Kinaesis Clarity Control
An agile control capability covering key analytical processes and data management related to risk and financial reporting within financial services.
BCBS 239 and other regulatory initiatives require that financial services firms demonstrate governance, accuracy and completeness around their calculated and reported numbers. To meet this goal, institutions need better understanding and control around the key processes that contribute to their management information.
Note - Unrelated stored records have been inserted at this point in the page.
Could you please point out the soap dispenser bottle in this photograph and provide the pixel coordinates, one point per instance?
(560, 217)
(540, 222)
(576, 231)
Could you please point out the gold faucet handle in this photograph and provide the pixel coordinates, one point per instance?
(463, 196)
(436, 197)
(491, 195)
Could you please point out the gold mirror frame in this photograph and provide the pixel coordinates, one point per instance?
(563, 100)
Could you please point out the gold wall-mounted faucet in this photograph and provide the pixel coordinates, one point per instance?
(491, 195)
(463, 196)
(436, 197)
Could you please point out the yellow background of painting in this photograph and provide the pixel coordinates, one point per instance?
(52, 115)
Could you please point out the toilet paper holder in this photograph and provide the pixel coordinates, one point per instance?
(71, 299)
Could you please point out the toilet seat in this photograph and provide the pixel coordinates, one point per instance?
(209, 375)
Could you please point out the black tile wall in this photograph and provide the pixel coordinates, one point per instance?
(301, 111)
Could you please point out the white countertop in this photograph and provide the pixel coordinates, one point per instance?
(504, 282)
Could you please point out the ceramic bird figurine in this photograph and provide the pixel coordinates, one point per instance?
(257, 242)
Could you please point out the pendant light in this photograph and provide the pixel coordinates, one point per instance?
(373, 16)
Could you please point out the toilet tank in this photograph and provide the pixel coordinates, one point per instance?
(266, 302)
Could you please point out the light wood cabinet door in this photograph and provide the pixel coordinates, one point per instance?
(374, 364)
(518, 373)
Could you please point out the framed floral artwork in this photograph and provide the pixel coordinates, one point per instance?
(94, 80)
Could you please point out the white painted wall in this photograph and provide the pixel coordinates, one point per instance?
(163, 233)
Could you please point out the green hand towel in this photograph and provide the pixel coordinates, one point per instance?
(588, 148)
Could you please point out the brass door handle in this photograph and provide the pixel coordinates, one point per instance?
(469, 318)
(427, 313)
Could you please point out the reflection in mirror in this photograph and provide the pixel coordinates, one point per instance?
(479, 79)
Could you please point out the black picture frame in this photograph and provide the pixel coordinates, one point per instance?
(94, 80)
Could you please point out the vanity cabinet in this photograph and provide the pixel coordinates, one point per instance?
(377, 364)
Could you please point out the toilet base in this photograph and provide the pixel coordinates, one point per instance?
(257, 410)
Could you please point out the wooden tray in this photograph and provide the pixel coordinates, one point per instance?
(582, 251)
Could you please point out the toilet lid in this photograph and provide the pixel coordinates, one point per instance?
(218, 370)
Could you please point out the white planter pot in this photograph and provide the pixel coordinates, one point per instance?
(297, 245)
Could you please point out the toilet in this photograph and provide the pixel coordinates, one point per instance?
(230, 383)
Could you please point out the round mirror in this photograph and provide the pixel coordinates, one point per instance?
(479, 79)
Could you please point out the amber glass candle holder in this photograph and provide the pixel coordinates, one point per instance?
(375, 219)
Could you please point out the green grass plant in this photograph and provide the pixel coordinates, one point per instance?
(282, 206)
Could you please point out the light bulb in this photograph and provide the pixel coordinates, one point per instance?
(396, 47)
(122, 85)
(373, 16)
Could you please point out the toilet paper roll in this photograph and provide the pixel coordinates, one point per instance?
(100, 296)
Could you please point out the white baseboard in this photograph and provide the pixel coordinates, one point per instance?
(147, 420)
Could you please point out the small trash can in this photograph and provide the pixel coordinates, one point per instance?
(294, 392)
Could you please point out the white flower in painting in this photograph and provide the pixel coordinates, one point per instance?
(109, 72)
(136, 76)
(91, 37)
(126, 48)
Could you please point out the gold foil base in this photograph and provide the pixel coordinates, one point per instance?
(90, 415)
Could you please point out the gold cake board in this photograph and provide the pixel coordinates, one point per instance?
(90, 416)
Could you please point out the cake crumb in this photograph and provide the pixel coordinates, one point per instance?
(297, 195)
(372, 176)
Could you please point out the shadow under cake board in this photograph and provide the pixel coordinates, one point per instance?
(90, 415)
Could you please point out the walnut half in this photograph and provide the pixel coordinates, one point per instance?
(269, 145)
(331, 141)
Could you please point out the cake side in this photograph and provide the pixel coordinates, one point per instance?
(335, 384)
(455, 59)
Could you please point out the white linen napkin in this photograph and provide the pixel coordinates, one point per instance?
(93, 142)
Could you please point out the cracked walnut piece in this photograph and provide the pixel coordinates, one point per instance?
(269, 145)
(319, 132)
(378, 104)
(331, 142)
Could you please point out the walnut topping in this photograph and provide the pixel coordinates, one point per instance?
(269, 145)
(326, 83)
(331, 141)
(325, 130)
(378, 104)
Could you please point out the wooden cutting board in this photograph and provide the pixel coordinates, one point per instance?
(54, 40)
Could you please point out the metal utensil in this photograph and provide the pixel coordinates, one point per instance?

Once this understanding has been documented and signed off, institutions will be required to demonstrate a continuing governance process to maintain compliance. The challenge to an organisation is to implement this governance in a way that brings the greatest possible value.
This is made more challenging by the way analytics, reporting and MI have been implemented in many firms. In the race to provide numbers for key management or regulatory reports, the shortest route to implementation is often chosen. But this drive to meet deadlines can create multiple versions of the truth, complex dependencies between data stores, and the lack of a clear baseline from which to drive insight and knowledge.
Many firms have made attempts to implement higher levels of control key over key analytical processes, data governance, issue tracking, change management and metadata management. However this has often been at the cost of lower agility and higher operational overhead.
Legacy agility vs control trade-off
Kinaesis has developed a control model to support the process of managing key analytical processes that contribute to risk and financial reporting for financial services firms. Kinaesis Clarity Control is a suite of tools, models and processes that contain everything you need to roll out a BCBS 239 compatible data governance model.
The model integrates into existing practices, first baselining the current implementation and then providing tooling around data quality, issue tracking, change management and meta-data management. This work coupled with the roll-out of an effective operating model, establishes governance and control around your analytics and reporting, as well as enabling a process for change.
Kinaesis Clarity Control delivers a new paradigm of agile change with embedded control
Clarity Control is a suite of tools, models and processes that together deliver a comprehensive agile data governance and change management model.
- Principles: The foundation of our approach is a set of principles tested in multiple large-scale BCBS 239 implementations.
- Operating Model: A flexible operating model describes roles and responsibilities which must exist in any compliant institution. We work with your team to map existing staff roles onto the operating model.
- Processes: The backbone of the control model is a set of processes that describe key steps toward compliance – from data quality review, to software change control and data release management.
- Data Quality Control: We bring a set of best practices for the data quality lifecycle, with a focus on meaningful tolerance checks and comprehensive lineage tracking.
- Data Production Control: Detailed but low-overhead control of data production is achieved via customisable workflows, which can be hosted locally or externally.
- Reports and Dashboards: The final layer of the control model consists of the adoption of reports and dashboards, that give business an actionable view of data quality and areas of risk – and demonstrate to regulators the integrity and completeness of overall governance.
- Kinaesis Clarity Control is a combination of software and professional services
- It provides you with the control necessary to manage a financial services reporting function.
- Using the Kinaesis Enterprise Information Maturity (EIM) model and the Kinaesis Clarity Control toolset we will baseline your existing implementation quickly
- We will then establish a best practice operating model and control framework utilising the Kinaesis Clarity toolset
- Kinaesis Clarity Control tooling will close critical gaps around data quality, issue tracking, change management and metadata management.